FIGURE 211.1, Transplant recipient evaluation process.

Box 211.1
Contraindications to Transplantation

Noncompliance (nonadherence to therapy)

Active infection

Active or incurable malignancy

Psychiatric illness preventing decision making or compliance

Illicit drug abuse

Primary oxalosis (without prior liver transplantation)

Severe uncorrectable impairment of other organs (e.g., liver failure, cardiovascular disease, pulmonary disease)

Severe obesity (body mass index >40)

TABLE 211.1
Evaluation Protocol for Renal Transplantation
Professional evaluations Social worker, nurse coordinator, financial coordinator, surgeon, nephrologist
General laboratory studies BUN, creatinine, electrolytes, calcium, phosphorus, AST, ALT, GGTP, alkaline phosphatase, cholesterol, triglyceride, LDH, amylase, albumin, total protein, CBC, platelet count, PT, PTT, RPR
Viral infection screen Cytomegalovirus (IgG and IgM), hepatitis B (HBsAb/Ag, HBcAb), hepatitis C, HIV, Epstein-Barr virus, varicella-zoster virus, herpes simplex RPR
Other routine studies Chest radiograph, ECG, PPD/Quantiferon gold, urine culture and sensitivity
Urologic studies Ultrasound of both kidneys; PSA (men ≥40 years)
Screening studies for women Mammogram (≥40 years); gynecology examination, PAP
Immunology studies ABO type and screen, HLA and DR typing, PRA, circulating antibodies, cross-match
Gastrointestinal evaluation Colonoscopy (≥50 years)
ALT, Alanine transaminase; AST, aspartate transaminase; BUN, blood urea nitrogen; CBC, complete blood count; ECG, electrocardiogram; GGTP, gamma-glutamyl transpeptidase; HBsAb/Ag, hepatitis B surface antibody/antigen; HIV, human immunodeficiency virus; HLA, human leukocyte antigen; Ig, immunoglobulin; LDH, lactate dehydrogenase; PAP, Papanicolaou smear; PPD, purified protein derivative; PRA, panel-reactive antibody; PSA, prostate-specific antigen; PT, prothrombin time; PTT, partial thromboplastin time; RPR, rapid plasma reagin test.

Detailed history and physical examinations are performed by the professional staff, looking for medical, surgical, or psychosocial problems.
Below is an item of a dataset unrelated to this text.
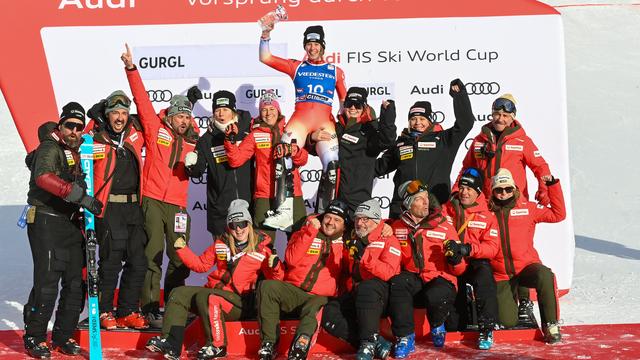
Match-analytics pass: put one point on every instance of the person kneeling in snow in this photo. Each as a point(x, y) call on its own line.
point(518, 263)
point(240, 255)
Patients who are unable to consistently take medications or appear for clinic visits are more likely to develop acute rejection and graft failure. Typically, compliance with therapy for 6 to 12 months is required before placement on the waiting list. Drug or alcohol abuse has been reported in 25% of patients being evaluated for renal transplantation and may indirectly jeopardize long-term graft survival. Common practice and the ATC guidelines (evidence support C) require that all patients with chemical dependence be evaluated and treated for this problem in addition to having a documented drug- or alcohol-free period of 6 months before being listed for transplantation.

Most centers obtain screening studies for viral infections and immunology studies during the clinic visit, but the general laboratory studies, other routine studies, urologic and cancer screening studies (prostate-specific antigen, mammogram, gynecology examination, Papanicolaou smear, and colonoscopy) can be performed at the patient's referring center and are performed most efficiently before the visit at the transplant center.

Evaluating Risks to Successful Transplantation

The goal of the preliminary pretransplantation evaluation is to identify risks to successful transplantation and to long-term patient and graft survival. Improvements in transplantation continue to ameliorate conditions previously considered to be absolute contraindications (see Box 211.1 ). Generally accepted contraindications include continued noncompliance, active infection, some untreated malignancies, uncontrolled psychiatric illness, and continued illicit drug abuse. Primary oxalosis without prior liver transplantation remains a contraindication in most centers. Severe uncorrectable liver failure, cardiac disease, or pulmonary disease is also a contraindication at most centers, although many centers attempt transplantation in patients with advanced but not end-stage nonrenal disease such as heart failure or liver failure. Patients with near–end-stage nonrenal organ failure may be candidates for transplantation of these organs before kidney transplantation is undertaken.

If there are no contraindications to transplantation, the remainder of the evaluations center on measures to reduce perioperative risk and to improve long-term survival of the patient and allograft.